Les images ont fait sensation en France et, par extension, en Belgique francophone : Alain Finkielkraut, philosophe français célèbre pour ses positions qualifiées de réactionnaires, s'est emporté contre le football féminin, affirmant que "ce n'est pas comme ça" qu'il souhaite voir des femmes. Face à lui, une journaliste mal prise affirmant qu'il a tort, que les Bleues (hôtes du Mondial qui commence aujourd'hui) sont "formidables".
Dialogue de sourds : Finkielkraut ne changera pas d'avis, mais le football féminin doit être pensé autrement qu'à coups de slogans comme "elles sont formidables". L'évolution du football féminin est réelle, mais le chemin encore long vers une reconnaissance et une médiatisation à la hauteur.
#AlainFinkielkraut sur le football féminin : "Ce n'est pas comme ça que j'ai envie de voir des femmes" pic.twitter.com/7M3KGZHbYd
— CNEWS (@CNEWS) 5 juin 2019
Des pas dans le bon sens
Récemment, plusieurs faits vont dans le sens du football féminin : la remise d'un premier Ballon d'Or (initiative que la Belgique a également mise en place via le Soulier d'or féminin), l'intégration de plus en plus généralisée des équipes nationales féminines aux programmes fédéraux, la création de sections féminines au sein de nombreux clubs, grands comme petits. Des millions de spectateurs ont regardé les dernières finales de Coupes du Monde, chaque année bat des records d'audience.
Pourtant, les sceptiques restent sceptiques : en excluant les cas de misogynie bête et méchante, le niveau de jeu est souvent pointé du doigt.

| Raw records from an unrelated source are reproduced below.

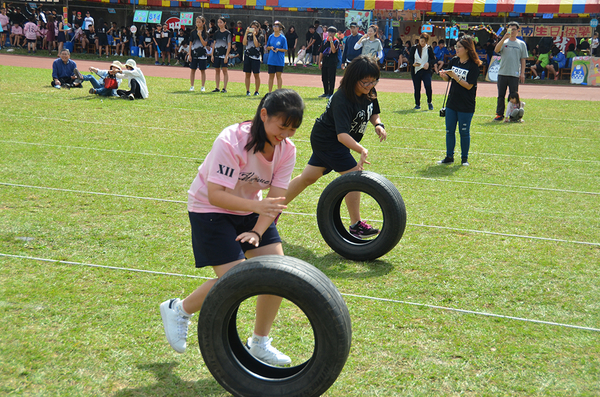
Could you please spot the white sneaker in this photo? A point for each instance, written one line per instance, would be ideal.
(262, 350)
(175, 322)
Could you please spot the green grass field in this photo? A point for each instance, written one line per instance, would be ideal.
(516, 234)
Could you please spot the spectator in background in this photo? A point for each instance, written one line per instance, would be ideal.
(349, 52)
(5, 24)
(513, 52)
(328, 59)
(292, 38)
(31, 31)
(422, 60)
(370, 44)
(64, 71)
(277, 46)
(16, 35)
(253, 41)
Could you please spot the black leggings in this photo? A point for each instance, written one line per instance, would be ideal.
(135, 90)
(424, 76)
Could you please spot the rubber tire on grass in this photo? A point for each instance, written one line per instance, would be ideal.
(302, 284)
(335, 232)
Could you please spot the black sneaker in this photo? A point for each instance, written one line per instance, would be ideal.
(447, 160)
(361, 230)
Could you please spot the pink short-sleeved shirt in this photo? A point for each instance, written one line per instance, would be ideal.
(243, 173)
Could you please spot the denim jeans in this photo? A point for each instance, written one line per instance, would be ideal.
(464, 128)
(99, 87)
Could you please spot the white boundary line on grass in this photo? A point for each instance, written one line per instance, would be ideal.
(303, 214)
(345, 294)
(300, 168)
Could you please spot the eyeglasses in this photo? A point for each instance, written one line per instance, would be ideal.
(369, 84)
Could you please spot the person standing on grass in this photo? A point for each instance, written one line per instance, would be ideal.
(513, 53)
(328, 59)
(197, 56)
(339, 130)
(463, 70)
(220, 54)
(277, 46)
(226, 211)
(422, 59)
(253, 42)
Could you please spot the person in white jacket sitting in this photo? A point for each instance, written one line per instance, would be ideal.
(137, 82)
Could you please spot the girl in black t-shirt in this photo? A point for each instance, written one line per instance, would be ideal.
(339, 130)
(463, 70)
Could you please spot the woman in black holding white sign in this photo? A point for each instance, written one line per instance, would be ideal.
(463, 70)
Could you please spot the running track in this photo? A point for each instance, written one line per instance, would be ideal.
(484, 89)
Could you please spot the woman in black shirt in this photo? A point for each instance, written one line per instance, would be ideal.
(339, 130)
(463, 70)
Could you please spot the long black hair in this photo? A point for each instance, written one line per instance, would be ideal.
(284, 103)
(361, 67)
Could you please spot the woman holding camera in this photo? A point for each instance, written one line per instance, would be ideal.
(197, 56)
(463, 70)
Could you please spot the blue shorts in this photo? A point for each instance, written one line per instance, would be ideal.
(219, 63)
(338, 160)
(275, 69)
(214, 234)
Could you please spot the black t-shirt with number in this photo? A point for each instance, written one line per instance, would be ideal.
(459, 98)
(342, 116)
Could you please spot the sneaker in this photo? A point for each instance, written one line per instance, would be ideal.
(361, 229)
(262, 350)
(446, 160)
(175, 322)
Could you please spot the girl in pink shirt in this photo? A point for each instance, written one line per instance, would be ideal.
(231, 220)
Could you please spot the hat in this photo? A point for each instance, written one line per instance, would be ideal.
(117, 65)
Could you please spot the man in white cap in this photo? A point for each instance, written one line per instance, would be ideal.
(137, 82)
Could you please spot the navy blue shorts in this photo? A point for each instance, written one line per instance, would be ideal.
(251, 65)
(275, 69)
(214, 234)
(219, 63)
(338, 160)
(198, 64)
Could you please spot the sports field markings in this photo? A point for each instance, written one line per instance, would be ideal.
(304, 214)
(365, 297)
(494, 133)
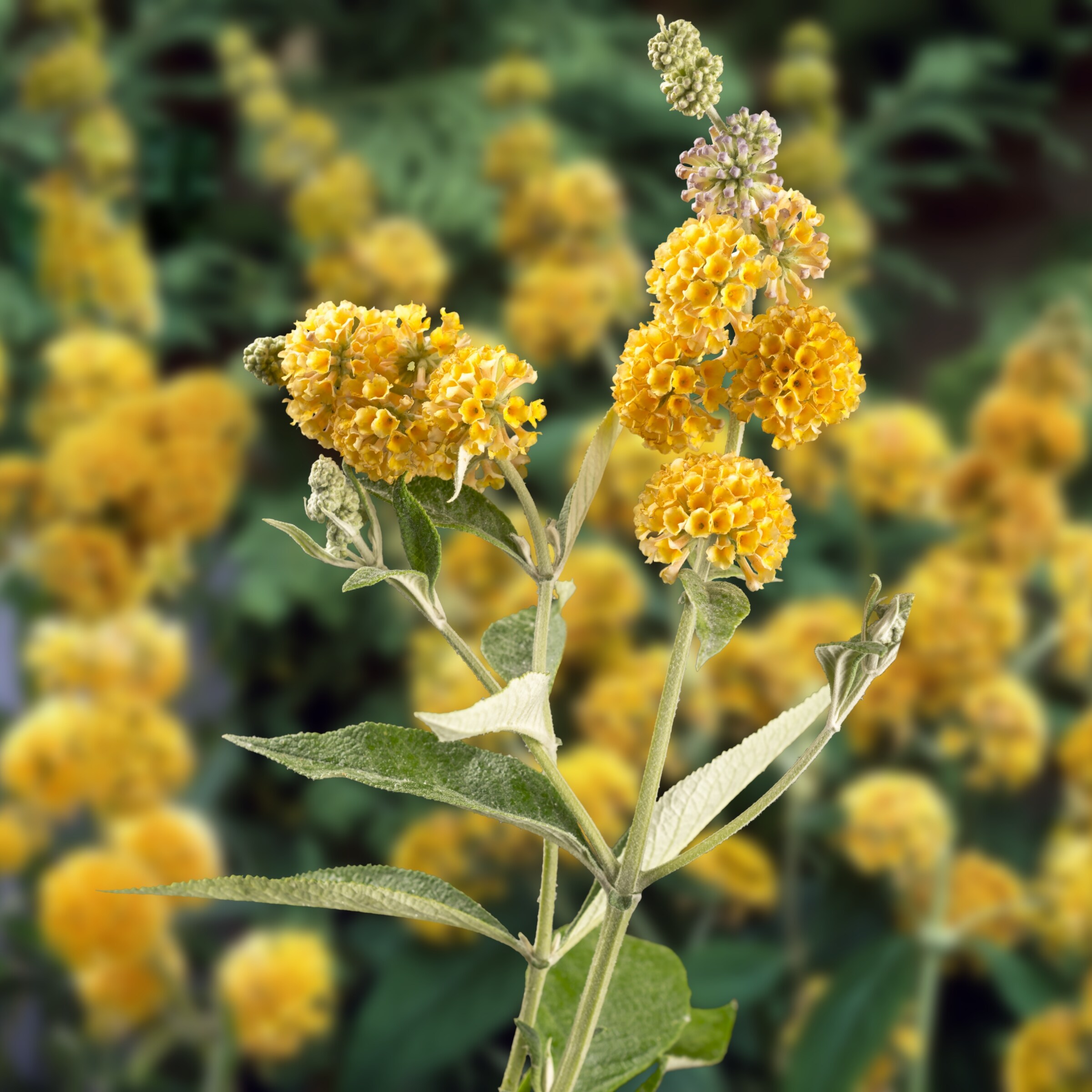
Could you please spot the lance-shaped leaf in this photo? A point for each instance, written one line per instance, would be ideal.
(367, 889)
(420, 536)
(520, 707)
(851, 665)
(705, 1042)
(579, 500)
(721, 609)
(414, 583)
(470, 511)
(691, 805)
(410, 760)
(309, 546)
(508, 645)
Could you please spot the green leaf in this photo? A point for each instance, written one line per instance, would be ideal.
(580, 497)
(851, 665)
(420, 536)
(520, 707)
(721, 609)
(309, 546)
(367, 889)
(853, 1020)
(646, 1011)
(471, 511)
(509, 642)
(705, 1040)
(410, 760)
(1026, 986)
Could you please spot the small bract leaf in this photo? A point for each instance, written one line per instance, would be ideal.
(470, 511)
(721, 609)
(367, 889)
(420, 536)
(309, 546)
(410, 760)
(508, 645)
(520, 708)
(579, 500)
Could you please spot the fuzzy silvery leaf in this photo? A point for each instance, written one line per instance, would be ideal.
(367, 889)
(520, 708)
(409, 760)
(851, 665)
(721, 609)
(414, 583)
(508, 645)
(580, 497)
(309, 546)
(691, 805)
(645, 1013)
(470, 511)
(420, 538)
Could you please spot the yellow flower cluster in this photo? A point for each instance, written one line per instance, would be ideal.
(394, 398)
(279, 992)
(895, 456)
(734, 503)
(896, 824)
(798, 370)
(332, 194)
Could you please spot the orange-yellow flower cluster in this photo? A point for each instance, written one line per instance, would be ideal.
(734, 503)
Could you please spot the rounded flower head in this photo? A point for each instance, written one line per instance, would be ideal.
(743, 871)
(692, 75)
(1005, 514)
(799, 370)
(896, 824)
(520, 151)
(263, 359)
(664, 391)
(734, 503)
(987, 894)
(336, 201)
(517, 79)
(1004, 733)
(356, 379)
(85, 923)
(42, 757)
(734, 173)
(139, 652)
(1050, 1053)
(1039, 434)
(895, 456)
(474, 412)
(279, 992)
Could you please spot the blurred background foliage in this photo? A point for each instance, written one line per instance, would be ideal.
(955, 142)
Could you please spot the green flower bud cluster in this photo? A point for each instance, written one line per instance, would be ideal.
(263, 359)
(692, 74)
(336, 503)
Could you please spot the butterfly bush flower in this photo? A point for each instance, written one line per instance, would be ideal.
(733, 174)
(692, 75)
(798, 370)
(734, 508)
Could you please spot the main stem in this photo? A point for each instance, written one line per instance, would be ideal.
(624, 900)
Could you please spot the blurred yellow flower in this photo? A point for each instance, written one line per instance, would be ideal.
(732, 506)
(85, 923)
(896, 824)
(279, 992)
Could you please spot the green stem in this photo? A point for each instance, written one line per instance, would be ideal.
(536, 981)
(744, 818)
(527, 503)
(929, 983)
(612, 934)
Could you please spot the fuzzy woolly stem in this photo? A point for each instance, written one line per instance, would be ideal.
(543, 561)
(744, 818)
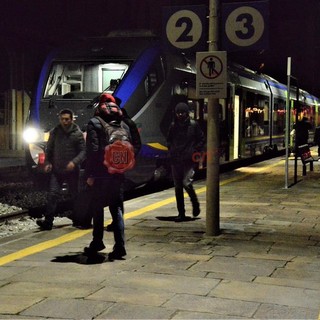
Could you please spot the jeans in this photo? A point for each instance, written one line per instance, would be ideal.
(55, 186)
(182, 174)
(107, 192)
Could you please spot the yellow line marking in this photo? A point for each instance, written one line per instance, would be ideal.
(80, 233)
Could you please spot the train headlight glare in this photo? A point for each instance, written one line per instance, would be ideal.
(31, 135)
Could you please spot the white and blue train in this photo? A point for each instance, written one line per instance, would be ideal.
(149, 80)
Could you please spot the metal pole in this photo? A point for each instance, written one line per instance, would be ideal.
(212, 196)
(287, 123)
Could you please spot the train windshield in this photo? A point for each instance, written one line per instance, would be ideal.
(83, 79)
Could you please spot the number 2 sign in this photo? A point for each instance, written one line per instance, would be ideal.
(184, 28)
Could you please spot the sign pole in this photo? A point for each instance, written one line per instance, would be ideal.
(287, 122)
(213, 190)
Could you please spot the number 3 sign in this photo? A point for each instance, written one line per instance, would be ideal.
(184, 28)
(245, 26)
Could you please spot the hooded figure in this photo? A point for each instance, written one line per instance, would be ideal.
(106, 187)
(184, 139)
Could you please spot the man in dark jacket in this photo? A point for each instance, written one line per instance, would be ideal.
(185, 138)
(65, 152)
(106, 186)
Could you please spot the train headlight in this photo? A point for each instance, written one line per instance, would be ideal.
(32, 135)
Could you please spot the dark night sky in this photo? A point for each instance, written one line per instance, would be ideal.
(34, 27)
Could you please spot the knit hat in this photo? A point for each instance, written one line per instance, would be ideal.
(106, 97)
(109, 111)
(181, 107)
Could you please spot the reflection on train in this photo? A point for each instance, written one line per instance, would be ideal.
(150, 80)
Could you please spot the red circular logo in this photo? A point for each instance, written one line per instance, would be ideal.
(119, 157)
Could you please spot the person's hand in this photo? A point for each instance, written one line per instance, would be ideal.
(48, 167)
(70, 166)
(90, 181)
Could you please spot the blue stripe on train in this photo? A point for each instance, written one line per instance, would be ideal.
(136, 74)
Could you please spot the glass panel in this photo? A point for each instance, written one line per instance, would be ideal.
(66, 78)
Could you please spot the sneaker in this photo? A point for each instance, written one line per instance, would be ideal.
(81, 225)
(44, 224)
(196, 211)
(117, 254)
(110, 227)
(180, 218)
(94, 248)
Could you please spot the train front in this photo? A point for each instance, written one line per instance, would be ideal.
(75, 76)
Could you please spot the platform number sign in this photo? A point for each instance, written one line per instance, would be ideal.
(245, 26)
(183, 27)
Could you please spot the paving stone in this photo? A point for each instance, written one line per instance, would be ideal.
(217, 306)
(130, 311)
(275, 311)
(67, 309)
(256, 292)
(14, 304)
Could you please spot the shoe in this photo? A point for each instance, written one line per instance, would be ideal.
(117, 254)
(81, 226)
(44, 224)
(180, 218)
(110, 227)
(93, 248)
(196, 211)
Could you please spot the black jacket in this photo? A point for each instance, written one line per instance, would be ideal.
(65, 146)
(184, 140)
(96, 142)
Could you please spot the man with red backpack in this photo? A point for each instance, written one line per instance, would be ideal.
(106, 182)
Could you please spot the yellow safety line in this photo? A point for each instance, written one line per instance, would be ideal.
(80, 233)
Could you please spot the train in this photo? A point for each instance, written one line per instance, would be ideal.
(150, 79)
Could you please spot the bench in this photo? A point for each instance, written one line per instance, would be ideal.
(306, 158)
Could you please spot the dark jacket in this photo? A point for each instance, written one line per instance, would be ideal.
(65, 146)
(96, 142)
(302, 132)
(184, 140)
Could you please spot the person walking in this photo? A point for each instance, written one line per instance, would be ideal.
(185, 137)
(302, 128)
(64, 153)
(106, 186)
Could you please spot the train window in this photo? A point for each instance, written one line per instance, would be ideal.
(151, 82)
(89, 78)
(256, 115)
(279, 116)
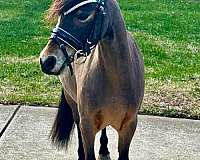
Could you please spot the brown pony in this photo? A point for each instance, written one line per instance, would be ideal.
(101, 71)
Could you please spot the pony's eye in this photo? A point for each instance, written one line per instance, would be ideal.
(82, 17)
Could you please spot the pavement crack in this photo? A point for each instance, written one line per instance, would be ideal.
(9, 121)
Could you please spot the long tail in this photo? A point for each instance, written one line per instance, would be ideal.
(63, 124)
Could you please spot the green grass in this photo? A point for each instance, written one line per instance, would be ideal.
(167, 32)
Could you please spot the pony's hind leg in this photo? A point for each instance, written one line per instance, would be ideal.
(125, 137)
(81, 154)
(88, 136)
(103, 152)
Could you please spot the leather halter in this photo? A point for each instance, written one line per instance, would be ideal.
(61, 37)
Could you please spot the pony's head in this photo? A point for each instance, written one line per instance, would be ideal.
(81, 25)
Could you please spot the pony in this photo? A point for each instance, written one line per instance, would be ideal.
(101, 71)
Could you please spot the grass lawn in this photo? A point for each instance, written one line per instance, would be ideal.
(168, 33)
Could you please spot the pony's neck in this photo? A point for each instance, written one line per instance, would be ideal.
(114, 48)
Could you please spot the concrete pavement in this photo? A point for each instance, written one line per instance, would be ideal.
(24, 136)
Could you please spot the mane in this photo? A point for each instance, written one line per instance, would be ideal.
(57, 7)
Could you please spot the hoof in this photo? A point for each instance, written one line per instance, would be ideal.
(104, 157)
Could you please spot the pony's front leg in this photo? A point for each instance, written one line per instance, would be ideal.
(88, 136)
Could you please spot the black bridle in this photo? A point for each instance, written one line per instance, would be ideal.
(61, 37)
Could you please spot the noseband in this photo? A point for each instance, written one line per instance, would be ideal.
(61, 37)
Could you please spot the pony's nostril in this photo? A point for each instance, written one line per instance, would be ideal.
(48, 64)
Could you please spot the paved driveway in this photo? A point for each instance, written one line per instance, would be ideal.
(24, 136)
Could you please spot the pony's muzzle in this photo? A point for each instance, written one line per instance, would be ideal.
(48, 64)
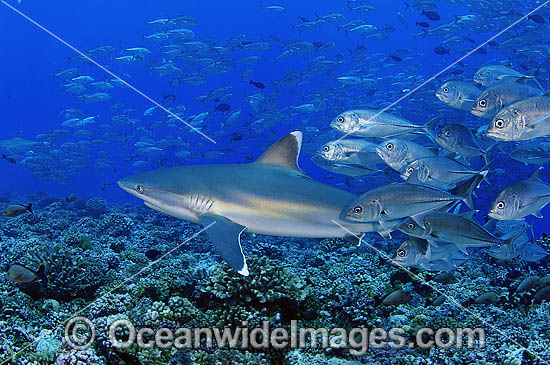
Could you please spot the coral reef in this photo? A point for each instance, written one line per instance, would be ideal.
(101, 262)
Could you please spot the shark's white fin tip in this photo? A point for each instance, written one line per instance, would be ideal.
(298, 136)
(244, 271)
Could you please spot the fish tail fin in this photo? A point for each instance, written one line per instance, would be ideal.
(466, 189)
(41, 273)
(489, 153)
(484, 172)
(511, 237)
(430, 126)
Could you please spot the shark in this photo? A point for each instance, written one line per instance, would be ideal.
(270, 196)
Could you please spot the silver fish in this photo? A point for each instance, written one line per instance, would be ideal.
(488, 75)
(269, 196)
(523, 198)
(348, 169)
(458, 94)
(436, 257)
(439, 171)
(459, 230)
(398, 153)
(402, 200)
(501, 95)
(376, 124)
(458, 139)
(353, 151)
(523, 120)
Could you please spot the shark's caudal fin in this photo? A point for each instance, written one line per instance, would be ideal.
(284, 152)
(226, 238)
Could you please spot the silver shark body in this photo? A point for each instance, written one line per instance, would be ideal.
(270, 196)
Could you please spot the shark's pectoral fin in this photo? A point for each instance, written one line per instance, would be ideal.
(226, 238)
(355, 238)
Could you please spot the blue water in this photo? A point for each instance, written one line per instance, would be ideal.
(31, 98)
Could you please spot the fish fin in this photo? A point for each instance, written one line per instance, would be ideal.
(420, 244)
(419, 219)
(465, 190)
(226, 238)
(41, 273)
(511, 237)
(385, 234)
(538, 121)
(469, 215)
(536, 174)
(429, 128)
(355, 238)
(284, 152)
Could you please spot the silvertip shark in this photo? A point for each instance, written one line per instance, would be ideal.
(270, 196)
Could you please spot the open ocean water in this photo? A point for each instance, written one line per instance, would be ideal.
(325, 182)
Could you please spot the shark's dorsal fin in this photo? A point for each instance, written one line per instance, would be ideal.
(284, 152)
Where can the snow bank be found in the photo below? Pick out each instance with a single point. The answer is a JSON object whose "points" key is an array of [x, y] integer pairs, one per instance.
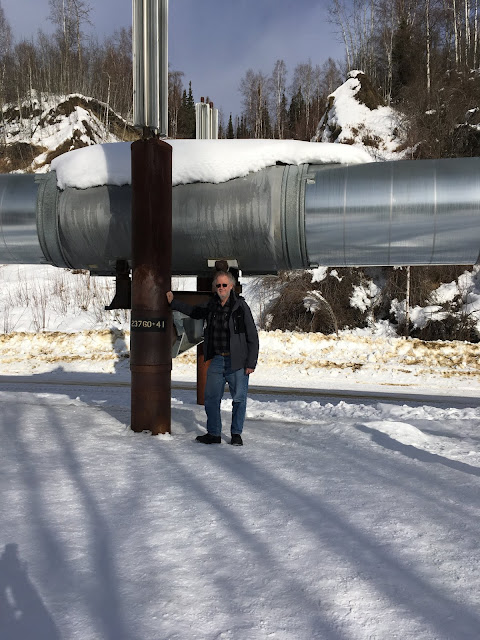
{"points": [[198, 160]]}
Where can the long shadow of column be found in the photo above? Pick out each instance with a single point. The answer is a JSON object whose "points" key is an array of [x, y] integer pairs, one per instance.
{"points": [[23, 615]]}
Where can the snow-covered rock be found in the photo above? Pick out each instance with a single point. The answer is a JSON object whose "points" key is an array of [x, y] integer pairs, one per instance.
{"points": [[356, 114], [43, 127]]}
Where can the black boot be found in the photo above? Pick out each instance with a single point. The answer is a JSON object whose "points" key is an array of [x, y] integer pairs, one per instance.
{"points": [[207, 438]]}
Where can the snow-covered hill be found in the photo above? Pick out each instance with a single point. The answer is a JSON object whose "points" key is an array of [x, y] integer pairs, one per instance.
{"points": [[43, 127]]}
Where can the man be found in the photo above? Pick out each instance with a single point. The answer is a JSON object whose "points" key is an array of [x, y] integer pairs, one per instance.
{"points": [[231, 344]]}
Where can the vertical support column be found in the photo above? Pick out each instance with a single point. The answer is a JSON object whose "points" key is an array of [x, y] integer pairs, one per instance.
{"points": [[151, 323], [203, 284]]}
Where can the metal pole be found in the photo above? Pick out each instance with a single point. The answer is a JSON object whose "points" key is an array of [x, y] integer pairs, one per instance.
{"points": [[151, 323]]}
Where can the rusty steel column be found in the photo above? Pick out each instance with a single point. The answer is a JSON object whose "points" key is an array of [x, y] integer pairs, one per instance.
{"points": [[203, 284], [151, 323]]}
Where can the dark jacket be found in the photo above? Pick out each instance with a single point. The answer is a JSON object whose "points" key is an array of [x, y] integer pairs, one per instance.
{"points": [[243, 332]]}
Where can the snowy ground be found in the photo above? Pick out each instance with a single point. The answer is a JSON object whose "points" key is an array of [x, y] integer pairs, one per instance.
{"points": [[342, 518]]}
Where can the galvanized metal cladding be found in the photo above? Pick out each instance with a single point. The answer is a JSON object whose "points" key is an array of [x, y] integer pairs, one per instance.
{"points": [[150, 64], [394, 213], [283, 217]]}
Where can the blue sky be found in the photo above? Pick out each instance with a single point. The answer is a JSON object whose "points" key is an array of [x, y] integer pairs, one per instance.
{"points": [[214, 42]]}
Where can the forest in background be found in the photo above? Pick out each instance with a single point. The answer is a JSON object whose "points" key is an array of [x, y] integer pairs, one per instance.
{"points": [[422, 57]]}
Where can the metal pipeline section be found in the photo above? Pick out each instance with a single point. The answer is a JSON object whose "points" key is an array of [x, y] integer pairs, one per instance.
{"points": [[19, 242], [285, 217]]}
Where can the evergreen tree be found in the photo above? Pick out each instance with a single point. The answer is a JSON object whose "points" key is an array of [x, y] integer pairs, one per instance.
{"points": [[296, 114]]}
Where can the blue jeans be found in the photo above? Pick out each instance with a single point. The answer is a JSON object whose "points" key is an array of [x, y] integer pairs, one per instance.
{"points": [[218, 373]]}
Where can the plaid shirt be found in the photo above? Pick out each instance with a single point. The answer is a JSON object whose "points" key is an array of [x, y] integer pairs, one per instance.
{"points": [[221, 332]]}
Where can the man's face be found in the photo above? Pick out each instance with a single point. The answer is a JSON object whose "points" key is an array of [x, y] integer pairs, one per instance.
{"points": [[223, 287]]}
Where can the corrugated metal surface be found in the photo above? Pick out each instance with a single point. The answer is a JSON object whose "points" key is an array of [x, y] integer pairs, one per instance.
{"points": [[394, 213]]}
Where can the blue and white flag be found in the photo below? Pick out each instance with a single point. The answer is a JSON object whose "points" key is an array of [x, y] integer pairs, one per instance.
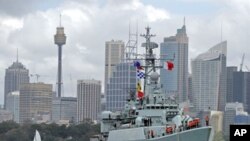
{"points": [[140, 74]]}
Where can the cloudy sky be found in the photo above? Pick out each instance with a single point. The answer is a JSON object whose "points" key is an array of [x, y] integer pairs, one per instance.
{"points": [[30, 25]]}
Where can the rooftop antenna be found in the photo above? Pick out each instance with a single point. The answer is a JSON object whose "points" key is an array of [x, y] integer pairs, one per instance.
{"points": [[60, 21], [17, 55], [184, 21], [221, 32]]}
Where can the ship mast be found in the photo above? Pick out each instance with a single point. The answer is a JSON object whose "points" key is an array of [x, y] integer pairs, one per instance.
{"points": [[149, 56]]}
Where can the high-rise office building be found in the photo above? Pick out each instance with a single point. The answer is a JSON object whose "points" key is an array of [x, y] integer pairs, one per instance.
{"points": [[88, 99], [122, 82], [114, 53], [12, 104], [35, 102], [230, 71], [64, 108], [241, 89], [190, 91], [175, 82], [209, 78], [15, 75]]}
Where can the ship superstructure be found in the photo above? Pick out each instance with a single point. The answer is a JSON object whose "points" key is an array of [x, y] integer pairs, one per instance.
{"points": [[153, 115]]}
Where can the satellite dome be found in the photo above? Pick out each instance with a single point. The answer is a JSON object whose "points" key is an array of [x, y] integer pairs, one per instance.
{"points": [[154, 76]]}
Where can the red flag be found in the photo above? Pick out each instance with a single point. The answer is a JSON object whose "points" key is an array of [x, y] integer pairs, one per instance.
{"points": [[170, 65], [140, 94]]}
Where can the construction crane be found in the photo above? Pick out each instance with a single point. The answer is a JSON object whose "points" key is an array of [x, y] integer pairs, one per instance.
{"points": [[242, 61]]}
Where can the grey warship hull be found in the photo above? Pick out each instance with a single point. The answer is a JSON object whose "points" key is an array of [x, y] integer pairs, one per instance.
{"points": [[196, 134]]}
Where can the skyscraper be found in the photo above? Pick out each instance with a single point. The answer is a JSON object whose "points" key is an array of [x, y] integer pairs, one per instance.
{"points": [[114, 53], [88, 99], [60, 40], [209, 78], [241, 89], [64, 108], [230, 72], [122, 82], [15, 75], [175, 82], [35, 102], [12, 104]]}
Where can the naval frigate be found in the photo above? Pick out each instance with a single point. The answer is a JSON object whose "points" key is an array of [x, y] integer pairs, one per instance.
{"points": [[152, 116]]}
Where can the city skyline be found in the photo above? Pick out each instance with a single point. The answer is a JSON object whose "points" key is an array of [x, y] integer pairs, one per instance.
{"points": [[89, 24]]}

Souvent à raison : oui, le football féminin est d'un niveau incomparable au football masculin. Comment en serait-il autrement ?
Se développer d'en bas
Au plus haut niveau tout d'abord, les grandes compétitions sont récentes : la Ligue des Champions féminine ne date que de 2001, la Coupe du Monde féminine que depuis 1991. A titre de comparaison, la première Coupe d'Europe masculine date de 1955, le premier Mondial de 1930. Mais c'est bien "d'en bas" que le football féminin doit se développer.
Pourquoi, chez les hommes, la Chine, par exemple, malgré son réservoir virtuellement inépuisable, n'est-elle pas un pays de football ? Parce que le football naît de la rue, des équipes de jeunes, des U7 qui jouent le dimanche sur de mauvais terrains, des matchs entre gamins dans les cités défavorisées comme dans les cours d'école. Les petits garçons ont, pendant des décennies (plus d'un siècle !) grandi avec un ballon au pied ; les petites filles, elles, commencent à peine à avoir la possibilité de jouer au football dès le plus jeune âge sans être regardées de travers. Cela prendra dix ans, quinze ans pour que les premières générations de filles "biberonnées" au football arrivent à maturité, faisant progressivement monter le niveau naturellement et d'en bas plutôt que d'en haut.
Des stars, des idoles
La création d'un Ballon d'Or féminin permet également, même si cela sera progressif, l'apparition d'un phénomène nécessaire : la starification des footballeuses. Le foot féminin, pour se développer, a besoin de stars, de joueuses charismatiques, prêtes à inspirer des générations. Tessa Wullaert, double Soulier d'Or belge, peut jouer ce rôle chez nous.
Ada Hegerberg, qui a refusé de participer au Mondial pour des raisons d'égalité salariale, doit également incarner ce visage du football féminin ; les Bleues, qui jouent à domicile, doivent montrer l'exemple aux jeunes françaises. Rappelons l'importance, en tennis, de la domination de Justine Henin et Kim Clijsters sur les générations qui ont suivi leurs exploits ; à l'international, sans les Maria Sharapova et Serena Williams, qui peut dire si le tennis féminin connaîtrait aujourd'hui des Naomi Osaka ou Amanda Anisimova ? En golf, masculin cette fois, Tiger Woods est la raison pour laquelle les grands talents d'aujourd'hui ont travaillé leurs gammes, sculpté leur corps comme de vrais pros ... et pour laquelle ils gagnent des millions aujourd'hui - autre point, le marketing, que le foot féminin doit développer, sans cynisme aucun.
Tous ces thèmes, le Mondial 2019, qui commence ce soir, devra permettre par son succès qu'ils soient considérés avec calme, avec respect, avec recul. Sans slogans, sans angélisme, sans vouloir que les femmes soient les mêmes joueuses que les hommes. Mais en espérant qu'un jour, pas trop lointain, Alain Finkielkraut ait envie de les regarder jouer.